The paper was published recently on the Web site for the National Bureau of Economic Research, which is most famous for setting the dates of economic expansions and recessions in the United States.
The economists' revelation is not exactly stunning -- after all, the American Medical Association has said that, for every 10 percent increase in cigarette taxes, demand for cigarettes is reduced by about 4 percent.

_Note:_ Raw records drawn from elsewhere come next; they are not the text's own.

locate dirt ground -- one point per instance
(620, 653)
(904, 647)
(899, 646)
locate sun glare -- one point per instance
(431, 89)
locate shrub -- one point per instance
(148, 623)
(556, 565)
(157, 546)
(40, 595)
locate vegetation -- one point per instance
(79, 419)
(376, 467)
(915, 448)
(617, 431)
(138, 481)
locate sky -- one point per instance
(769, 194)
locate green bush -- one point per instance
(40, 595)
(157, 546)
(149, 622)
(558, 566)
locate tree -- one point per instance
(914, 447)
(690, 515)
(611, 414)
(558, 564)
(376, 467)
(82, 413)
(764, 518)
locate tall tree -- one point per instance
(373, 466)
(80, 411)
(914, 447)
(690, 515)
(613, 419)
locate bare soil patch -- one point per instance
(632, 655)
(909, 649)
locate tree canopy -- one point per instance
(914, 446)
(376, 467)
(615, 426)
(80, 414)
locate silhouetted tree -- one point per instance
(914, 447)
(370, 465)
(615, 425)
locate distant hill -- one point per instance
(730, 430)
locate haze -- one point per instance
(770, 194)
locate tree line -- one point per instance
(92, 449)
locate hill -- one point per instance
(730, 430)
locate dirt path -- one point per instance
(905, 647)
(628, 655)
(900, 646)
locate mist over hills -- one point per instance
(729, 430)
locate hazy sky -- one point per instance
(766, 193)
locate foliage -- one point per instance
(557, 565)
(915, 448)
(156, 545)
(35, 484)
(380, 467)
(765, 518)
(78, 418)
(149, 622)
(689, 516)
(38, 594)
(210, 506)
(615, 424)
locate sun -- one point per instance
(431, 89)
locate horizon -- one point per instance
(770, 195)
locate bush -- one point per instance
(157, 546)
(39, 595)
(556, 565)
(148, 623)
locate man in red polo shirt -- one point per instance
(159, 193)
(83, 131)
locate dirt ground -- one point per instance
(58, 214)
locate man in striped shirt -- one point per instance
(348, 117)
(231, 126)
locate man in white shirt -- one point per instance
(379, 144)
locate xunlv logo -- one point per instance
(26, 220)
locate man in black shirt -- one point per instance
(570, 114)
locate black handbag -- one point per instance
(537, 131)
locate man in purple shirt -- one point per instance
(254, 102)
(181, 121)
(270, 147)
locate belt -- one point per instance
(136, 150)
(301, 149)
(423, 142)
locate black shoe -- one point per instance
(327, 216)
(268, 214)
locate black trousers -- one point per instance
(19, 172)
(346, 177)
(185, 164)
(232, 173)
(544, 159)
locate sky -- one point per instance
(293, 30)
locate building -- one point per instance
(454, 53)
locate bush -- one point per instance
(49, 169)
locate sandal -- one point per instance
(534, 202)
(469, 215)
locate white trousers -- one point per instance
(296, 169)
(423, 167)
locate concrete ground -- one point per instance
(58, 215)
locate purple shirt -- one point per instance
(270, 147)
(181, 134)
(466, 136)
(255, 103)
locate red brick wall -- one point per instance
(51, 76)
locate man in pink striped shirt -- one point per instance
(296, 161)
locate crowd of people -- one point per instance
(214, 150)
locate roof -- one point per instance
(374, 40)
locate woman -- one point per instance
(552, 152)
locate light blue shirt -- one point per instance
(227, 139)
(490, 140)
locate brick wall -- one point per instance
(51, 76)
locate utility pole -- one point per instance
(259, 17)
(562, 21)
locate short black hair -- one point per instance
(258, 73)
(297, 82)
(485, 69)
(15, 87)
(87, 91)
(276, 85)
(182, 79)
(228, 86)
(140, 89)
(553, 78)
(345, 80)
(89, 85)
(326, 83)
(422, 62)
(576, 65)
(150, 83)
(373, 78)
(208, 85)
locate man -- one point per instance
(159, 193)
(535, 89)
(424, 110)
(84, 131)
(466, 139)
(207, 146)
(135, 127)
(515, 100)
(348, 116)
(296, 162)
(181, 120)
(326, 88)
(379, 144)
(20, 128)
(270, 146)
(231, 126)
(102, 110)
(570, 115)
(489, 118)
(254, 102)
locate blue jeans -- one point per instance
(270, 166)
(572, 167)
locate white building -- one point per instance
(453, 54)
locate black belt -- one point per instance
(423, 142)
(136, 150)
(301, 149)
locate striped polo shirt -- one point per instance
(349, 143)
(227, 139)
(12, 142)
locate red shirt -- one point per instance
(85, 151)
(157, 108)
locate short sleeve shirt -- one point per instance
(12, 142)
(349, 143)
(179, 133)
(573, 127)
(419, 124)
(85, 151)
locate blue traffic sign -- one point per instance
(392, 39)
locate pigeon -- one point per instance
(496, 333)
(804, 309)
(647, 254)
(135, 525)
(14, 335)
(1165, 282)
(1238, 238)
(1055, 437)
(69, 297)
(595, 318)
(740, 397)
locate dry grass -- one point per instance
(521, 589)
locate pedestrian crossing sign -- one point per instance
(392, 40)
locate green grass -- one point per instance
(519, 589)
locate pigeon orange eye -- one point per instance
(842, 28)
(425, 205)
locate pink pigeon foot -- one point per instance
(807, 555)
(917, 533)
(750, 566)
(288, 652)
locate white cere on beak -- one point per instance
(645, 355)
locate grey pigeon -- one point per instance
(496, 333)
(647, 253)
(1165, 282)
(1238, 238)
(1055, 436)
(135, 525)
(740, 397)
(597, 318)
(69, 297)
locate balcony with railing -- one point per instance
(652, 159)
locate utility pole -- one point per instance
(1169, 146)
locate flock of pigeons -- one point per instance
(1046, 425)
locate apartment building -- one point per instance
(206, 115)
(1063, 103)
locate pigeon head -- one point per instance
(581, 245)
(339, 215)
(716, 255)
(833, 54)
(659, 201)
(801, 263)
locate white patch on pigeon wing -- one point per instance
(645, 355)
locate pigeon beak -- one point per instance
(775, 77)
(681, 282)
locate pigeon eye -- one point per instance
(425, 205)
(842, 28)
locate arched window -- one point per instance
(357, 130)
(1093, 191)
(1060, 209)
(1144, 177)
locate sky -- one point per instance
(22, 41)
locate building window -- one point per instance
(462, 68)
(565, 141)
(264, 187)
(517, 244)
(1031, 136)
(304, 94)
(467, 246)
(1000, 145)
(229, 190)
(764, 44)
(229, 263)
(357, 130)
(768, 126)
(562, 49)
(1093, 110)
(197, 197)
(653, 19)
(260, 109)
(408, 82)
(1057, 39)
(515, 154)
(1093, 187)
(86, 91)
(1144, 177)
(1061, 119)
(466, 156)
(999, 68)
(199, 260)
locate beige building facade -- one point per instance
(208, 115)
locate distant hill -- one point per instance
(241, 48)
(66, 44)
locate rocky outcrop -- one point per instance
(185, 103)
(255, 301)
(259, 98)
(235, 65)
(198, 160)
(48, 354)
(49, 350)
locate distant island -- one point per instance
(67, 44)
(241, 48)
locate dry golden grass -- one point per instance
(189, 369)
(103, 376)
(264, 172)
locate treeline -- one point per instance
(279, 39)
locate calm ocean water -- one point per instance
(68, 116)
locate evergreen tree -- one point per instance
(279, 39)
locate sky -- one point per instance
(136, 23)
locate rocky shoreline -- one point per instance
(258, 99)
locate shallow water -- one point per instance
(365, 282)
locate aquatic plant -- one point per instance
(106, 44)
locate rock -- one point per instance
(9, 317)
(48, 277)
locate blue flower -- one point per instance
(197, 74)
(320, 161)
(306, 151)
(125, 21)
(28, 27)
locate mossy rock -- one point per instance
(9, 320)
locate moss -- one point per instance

Gruber and Mullainathan's study found that each 10-cent increase in taxes could lead to a 6-percent decline in smoking.
The surprising part is that smokers paying more taxes are actually happier, according to Gruber and Mullainathan. The economists based this conclusion on data from the General Social Surveys in the United States and Canada, which measure the happiness of people in the states and provinces of both countries. They compared happiness levels to the rate of cigarette taxes in each state and province and made a surprising discovery.
"Our results are striking: those who are predicted to be smokers are significantly happier when excise taxes rise," the economists said. "The fact that this conclusion emerges so clearly in two independent data sets, with different distributions of underlying happiness indicators, is quite striking."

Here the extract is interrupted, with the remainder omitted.